Per quanto attiene alla lingua inglese, bisogna tenere presente due fattori principali, prima di paragonare vocaboli inglesi (e articoli ad essi associati) a quelli italiani:

1) Nella linguistica inglese, le lettere "w" e "y" sono semiconsonanti e non semivocali.

2) Per quanto riguarda la grammatica inglese, la regola dice:

- gli articoli "a" e "the" (dove la "e" ha il valore di schwa) si usano davanti a parole con suono consonantico iniziale (e non davanti a parole con consonante iniziale).

Quindi, @/D@ in: a hotel/the hotel; a European country/the European country; a herb/the herb (nell'inglese britannico).

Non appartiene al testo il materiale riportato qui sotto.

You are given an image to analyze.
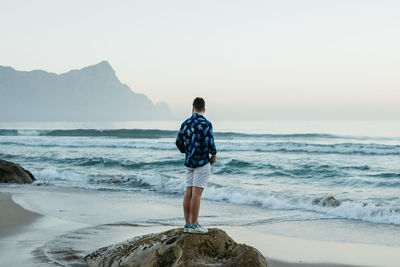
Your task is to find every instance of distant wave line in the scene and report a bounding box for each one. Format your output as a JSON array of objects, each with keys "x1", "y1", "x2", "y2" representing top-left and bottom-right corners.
[{"x1": 0, "y1": 129, "x2": 392, "y2": 140}]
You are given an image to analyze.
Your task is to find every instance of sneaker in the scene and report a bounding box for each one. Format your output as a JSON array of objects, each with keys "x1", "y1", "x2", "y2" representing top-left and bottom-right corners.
[
  {"x1": 183, "y1": 223, "x2": 192, "y2": 233},
  {"x1": 188, "y1": 224, "x2": 208, "y2": 234}
]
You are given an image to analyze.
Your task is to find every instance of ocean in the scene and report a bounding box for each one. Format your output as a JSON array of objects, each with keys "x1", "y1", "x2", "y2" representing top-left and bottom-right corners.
[{"x1": 0, "y1": 120, "x2": 400, "y2": 245}]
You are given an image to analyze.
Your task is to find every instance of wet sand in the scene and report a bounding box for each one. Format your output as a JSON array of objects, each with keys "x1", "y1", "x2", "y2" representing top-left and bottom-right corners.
[
  {"x1": 0, "y1": 188, "x2": 400, "y2": 267},
  {"x1": 0, "y1": 193, "x2": 40, "y2": 238}
]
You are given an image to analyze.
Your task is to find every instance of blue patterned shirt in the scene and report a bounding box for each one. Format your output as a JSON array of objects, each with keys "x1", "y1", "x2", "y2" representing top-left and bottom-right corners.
[{"x1": 175, "y1": 113, "x2": 217, "y2": 168}]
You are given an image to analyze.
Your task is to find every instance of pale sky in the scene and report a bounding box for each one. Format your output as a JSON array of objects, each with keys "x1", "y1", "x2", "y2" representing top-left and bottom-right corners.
[{"x1": 0, "y1": 0, "x2": 400, "y2": 119}]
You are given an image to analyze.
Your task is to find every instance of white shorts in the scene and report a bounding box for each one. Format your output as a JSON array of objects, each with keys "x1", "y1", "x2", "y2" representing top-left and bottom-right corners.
[{"x1": 185, "y1": 163, "x2": 211, "y2": 188}]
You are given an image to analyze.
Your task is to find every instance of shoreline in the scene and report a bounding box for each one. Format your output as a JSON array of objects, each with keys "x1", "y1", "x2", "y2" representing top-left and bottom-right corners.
[
  {"x1": 0, "y1": 192, "x2": 42, "y2": 239},
  {"x1": 0, "y1": 187, "x2": 400, "y2": 267}
]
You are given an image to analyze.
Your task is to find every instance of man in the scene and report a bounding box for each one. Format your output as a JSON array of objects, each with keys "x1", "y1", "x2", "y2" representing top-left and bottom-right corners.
[{"x1": 176, "y1": 97, "x2": 217, "y2": 233}]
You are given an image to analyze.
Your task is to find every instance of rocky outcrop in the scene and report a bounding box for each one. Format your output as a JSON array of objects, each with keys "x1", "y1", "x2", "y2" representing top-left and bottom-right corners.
[
  {"x1": 85, "y1": 228, "x2": 268, "y2": 267},
  {"x1": 0, "y1": 159, "x2": 36, "y2": 184}
]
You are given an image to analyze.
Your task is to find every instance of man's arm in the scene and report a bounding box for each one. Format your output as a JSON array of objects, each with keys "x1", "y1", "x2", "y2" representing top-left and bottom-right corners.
[
  {"x1": 175, "y1": 124, "x2": 186, "y2": 153},
  {"x1": 207, "y1": 123, "x2": 217, "y2": 165}
]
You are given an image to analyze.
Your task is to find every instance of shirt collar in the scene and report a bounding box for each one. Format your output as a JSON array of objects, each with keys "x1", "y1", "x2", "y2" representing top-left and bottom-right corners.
[{"x1": 192, "y1": 112, "x2": 204, "y2": 117}]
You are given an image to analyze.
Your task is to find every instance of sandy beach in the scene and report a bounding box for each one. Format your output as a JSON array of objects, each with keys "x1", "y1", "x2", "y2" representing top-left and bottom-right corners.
[{"x1": 0, "y1": 186, "x2": 400, "y2": 267}]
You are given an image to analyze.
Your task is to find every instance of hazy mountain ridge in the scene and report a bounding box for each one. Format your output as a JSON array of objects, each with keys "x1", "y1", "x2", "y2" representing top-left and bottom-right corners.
[{"x1": 0, "y1": 61, "x2": 172, "y2": 121}]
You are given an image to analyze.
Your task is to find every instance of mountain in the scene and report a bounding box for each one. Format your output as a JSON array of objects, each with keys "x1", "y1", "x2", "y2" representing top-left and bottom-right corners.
[{"x1": 0, "y1": 61, "x2": 172, "y2": 121}]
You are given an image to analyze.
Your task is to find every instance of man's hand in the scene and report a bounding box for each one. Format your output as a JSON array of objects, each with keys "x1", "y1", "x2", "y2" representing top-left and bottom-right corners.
[{"x1": 210, "y1": 154, "x2": 217, "y2": 165}]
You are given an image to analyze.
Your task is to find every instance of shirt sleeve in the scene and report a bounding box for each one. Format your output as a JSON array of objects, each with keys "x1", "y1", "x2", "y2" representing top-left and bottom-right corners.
[
  {"x1": 207, "y1": 123, "x2": 217, "y2": 155},
  {"x1": 175, "y1": 124, "x2": 186, "y2": 153}
]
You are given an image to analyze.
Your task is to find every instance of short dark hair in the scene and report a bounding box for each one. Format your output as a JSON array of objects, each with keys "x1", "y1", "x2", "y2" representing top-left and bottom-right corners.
[{"x1": 193, "y1": 97, "x2": 206, "y2": 111}]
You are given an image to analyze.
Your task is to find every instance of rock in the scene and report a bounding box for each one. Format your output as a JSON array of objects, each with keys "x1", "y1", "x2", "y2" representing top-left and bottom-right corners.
[
  {"x1": 312, "y1": 196, "x2": 342, "y2": 207},
  {"x1": 85, "y1": 228, "x2": 268, "y2": 267},
  {"x1": 0, "y1": 159, "x2": 36, "y2": 184}
]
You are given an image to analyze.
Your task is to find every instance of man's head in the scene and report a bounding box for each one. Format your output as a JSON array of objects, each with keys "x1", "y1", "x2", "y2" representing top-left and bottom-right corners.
[{"x1": 192, "y1": 97, "x2": 206, "y2": 113}]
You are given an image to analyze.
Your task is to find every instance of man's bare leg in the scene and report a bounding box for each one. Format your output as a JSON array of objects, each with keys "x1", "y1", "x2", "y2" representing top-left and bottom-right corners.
[
  {"x1": 183, "y1": 186, "x2": 192, "y2": 224},
  {"x1": 190, "y1": 186, "x2": 203, "y2": 225}
]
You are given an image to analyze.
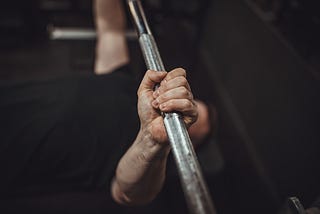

- gli articoli "an" e "the" (dove "e" ha valore approssimativo di "i" italiano nella parola pino) si usano davanti a parole con suono vocalico iniziale (e non davanti a parole con vocale iniziale)

Quindi, @n/Di: in: an LP/the LP; an herb/the herb (nell'inglese americano); an honest/the honest.

Legenda:

1) Nell'inglese britannico la "h" di herb è generalmente pronunciata, mentre nell'inglese americano, generalmente muta.
2) Il suono @ equivale a una vocale centrale corta atona.
3) Gli articoli determinativi e indeterminativi, in posizioni diverse, possono assumere altre pronunce secondo che si trovino in posizione tonica o atona.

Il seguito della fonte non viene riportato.